Um Gewalt in der Prostitution zu verhindern, wird immer wieder über das »Nordische Modell« diskutiert
In Deutschland arbeiten rund 28.000 Menschen in der Prostitution – jedenfalls waren im Jahr 2022 laut Statistischem Bundesamt so viele bei den Behörden gemeldet. Schätzungen gehen hingegen von einer viel höheren Zahl an Sexarbeitenden aus. Die Rede ist von 200.000 oder sogar 400.000. Im Zuge der Fußballweltmeisterschaft 2006 sollen bis zu 40.000 Zwangsprostituierte aus Osteuropa nach Deutschland gekommen sein, war damals in Medien wie »Die Zeit« und »Der Spiegel« zu lesen. Ein Jahr nach dem »Sommermärchen« stellt eine Studie der Internationalen Organisation für Migration fest, dass die Zahl »unrealistisch und unfundiert« war.

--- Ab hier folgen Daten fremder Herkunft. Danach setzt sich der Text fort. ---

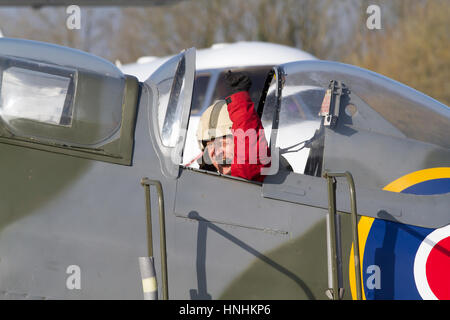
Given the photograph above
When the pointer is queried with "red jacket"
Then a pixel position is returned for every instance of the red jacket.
(247, 126)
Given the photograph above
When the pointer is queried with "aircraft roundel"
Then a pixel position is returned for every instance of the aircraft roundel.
(402, 261)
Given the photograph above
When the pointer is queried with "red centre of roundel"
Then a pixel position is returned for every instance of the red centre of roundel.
(438, 269)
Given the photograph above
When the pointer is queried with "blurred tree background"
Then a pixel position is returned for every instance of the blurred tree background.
(411, 47)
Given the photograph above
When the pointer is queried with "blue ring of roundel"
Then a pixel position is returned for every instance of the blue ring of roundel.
(392, 247)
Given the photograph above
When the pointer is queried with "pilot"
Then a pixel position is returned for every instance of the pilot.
(231, 135)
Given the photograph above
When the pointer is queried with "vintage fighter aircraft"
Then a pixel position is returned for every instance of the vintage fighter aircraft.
(255, 58)
(83, 147)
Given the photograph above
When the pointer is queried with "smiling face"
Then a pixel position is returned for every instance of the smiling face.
(221, 153)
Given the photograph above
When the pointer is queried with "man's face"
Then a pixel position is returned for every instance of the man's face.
(221, 153)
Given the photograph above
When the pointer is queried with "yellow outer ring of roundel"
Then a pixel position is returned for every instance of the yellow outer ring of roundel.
(365, 223)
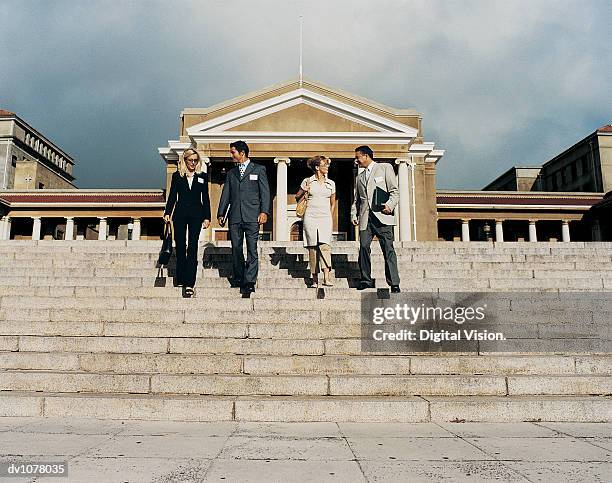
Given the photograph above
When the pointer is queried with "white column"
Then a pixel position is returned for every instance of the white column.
(499, 230)
(36, 228)
(205, 163)
(565, 231)
(465, 230)
(136, 229)
(6, 234)
(533, 234)
(404, 201)
(280, 216)
(69, 235)
(596, 230)
(102, 228)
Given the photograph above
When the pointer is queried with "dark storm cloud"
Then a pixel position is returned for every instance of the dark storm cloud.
(498, 83)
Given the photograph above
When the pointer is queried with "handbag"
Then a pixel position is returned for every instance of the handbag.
(166, 251)
(300, 209)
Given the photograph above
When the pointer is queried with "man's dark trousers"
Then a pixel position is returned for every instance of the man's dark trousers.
(187, 263)
(385, 239)
(244, 273)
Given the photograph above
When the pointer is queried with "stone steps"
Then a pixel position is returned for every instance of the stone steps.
(305, 385)
(308, 408)
(444, 364)
(84, 332)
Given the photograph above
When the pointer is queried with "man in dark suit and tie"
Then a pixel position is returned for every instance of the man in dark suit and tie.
(247, 195)
(376, 196)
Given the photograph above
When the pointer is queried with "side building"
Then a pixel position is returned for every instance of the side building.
(30, 160)
(584, 167)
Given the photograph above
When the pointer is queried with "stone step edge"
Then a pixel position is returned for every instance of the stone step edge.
(308, 409)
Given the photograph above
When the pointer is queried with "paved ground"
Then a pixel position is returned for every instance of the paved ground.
(120, 451)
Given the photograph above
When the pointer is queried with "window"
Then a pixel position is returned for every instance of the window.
(585, 165)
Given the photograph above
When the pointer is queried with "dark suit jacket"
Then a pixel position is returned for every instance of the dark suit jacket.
(186, 202)
(248, 197)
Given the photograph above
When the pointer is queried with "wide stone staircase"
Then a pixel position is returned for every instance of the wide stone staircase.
(90, 329)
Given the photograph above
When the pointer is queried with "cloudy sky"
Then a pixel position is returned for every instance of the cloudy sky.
(499, 83)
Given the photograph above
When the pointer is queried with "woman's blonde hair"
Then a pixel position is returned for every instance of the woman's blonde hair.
(316, 161)
(183, 166)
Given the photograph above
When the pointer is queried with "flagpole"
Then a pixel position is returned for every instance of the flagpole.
(301, 48)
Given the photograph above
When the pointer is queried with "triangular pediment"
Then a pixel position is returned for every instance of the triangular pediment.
(301, 111)
(303, 118)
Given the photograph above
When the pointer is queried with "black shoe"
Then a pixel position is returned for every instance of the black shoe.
(364, 285)
(247, 288)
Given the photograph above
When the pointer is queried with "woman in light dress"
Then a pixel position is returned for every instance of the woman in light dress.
(317, 225)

Wie viele Menschen ihr Geld durch sexuelle Dienstleistungen verdienen, kann niemand sagen. Sicher hingegen ist, dass sich nicht alle von ihnen freiwillig prostituieren. Viele Sexarbeitende befinden sich in Notlagen, das Gewerbe ist durchzogen von Menschenhandel, Ausbeutung und gewaltvollen Abhängigkeitsverhältnissen. Dass den Betroffenen geholfen werden muss, darin besteht Einigkeit. Wie ist hingegen strittig.

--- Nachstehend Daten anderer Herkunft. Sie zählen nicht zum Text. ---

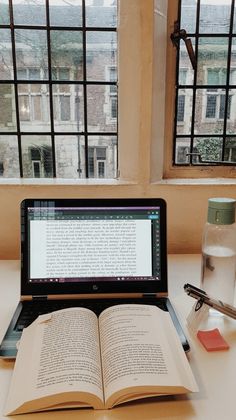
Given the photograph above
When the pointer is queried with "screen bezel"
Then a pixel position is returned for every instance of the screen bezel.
(127, 287)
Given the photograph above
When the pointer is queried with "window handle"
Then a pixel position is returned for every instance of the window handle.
(179, 34)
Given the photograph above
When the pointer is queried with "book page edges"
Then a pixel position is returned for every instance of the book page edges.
(57, 401)
(140, 392)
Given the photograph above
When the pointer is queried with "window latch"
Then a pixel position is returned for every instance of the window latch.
(179, 34)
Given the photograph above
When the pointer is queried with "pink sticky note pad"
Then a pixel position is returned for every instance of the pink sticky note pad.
(212, 340)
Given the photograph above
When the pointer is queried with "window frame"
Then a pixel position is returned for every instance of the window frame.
(171, 170)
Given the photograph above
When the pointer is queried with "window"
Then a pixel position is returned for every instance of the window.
(54, 58)
(205, 122)
(97, 162)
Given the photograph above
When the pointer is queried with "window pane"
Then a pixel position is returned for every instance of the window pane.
(184, 111)
(233, 62)
(70, 156)
(207, 112)
(66, 13)
(100, 117)
(217, 21)
(7, 108)
(6, 67)
(68, 107)
(212, 84)
(212, 55)
(4, 13)
(34, 107)
(101, 54)
(97, 15)
(31, 48)
(188, 17)
(51, 91)
(231, 120)
(182, 150)
(104, 148)
(210, 149)
(67, 50)
(29, 12)
(230, 149)
(37, 156)
(9, 159)
(186, 72)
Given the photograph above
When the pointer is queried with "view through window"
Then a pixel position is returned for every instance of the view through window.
(58, 88)
(205, 122)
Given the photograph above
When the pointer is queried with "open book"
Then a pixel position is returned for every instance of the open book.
(71, 358)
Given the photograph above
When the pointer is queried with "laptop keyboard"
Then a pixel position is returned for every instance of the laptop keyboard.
(32, 309)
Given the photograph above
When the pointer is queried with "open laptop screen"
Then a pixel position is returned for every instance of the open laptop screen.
(79, 241)
(76, 243)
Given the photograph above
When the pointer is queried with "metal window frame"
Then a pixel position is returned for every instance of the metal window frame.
(50, 82)
(193, 161)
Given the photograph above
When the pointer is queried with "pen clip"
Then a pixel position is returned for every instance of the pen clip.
(199, 304)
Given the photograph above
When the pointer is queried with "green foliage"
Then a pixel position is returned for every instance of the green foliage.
(209, 149)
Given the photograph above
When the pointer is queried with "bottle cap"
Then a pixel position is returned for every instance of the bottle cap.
(221, 211)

CDU und CSU im Bundestag meinen, die Missstände ließen sich nur durch grundlegende Änderungen der Gesetzgebung verbessern, und zwar in Form des »Nordischen Modells«. In einem Antrag, der vergangene Woche im Bundestag diskutiert wurde, fordern sie eine allgemeine Freierstrafbarkeit einzuführen, den Betrieb von Bordellen und Laufhäusern und die Vermietung von Objekten zum Zweck der Prostitution zu verbieten, sowie umfassende Präventions- und Ausstiegsmaßnahmen.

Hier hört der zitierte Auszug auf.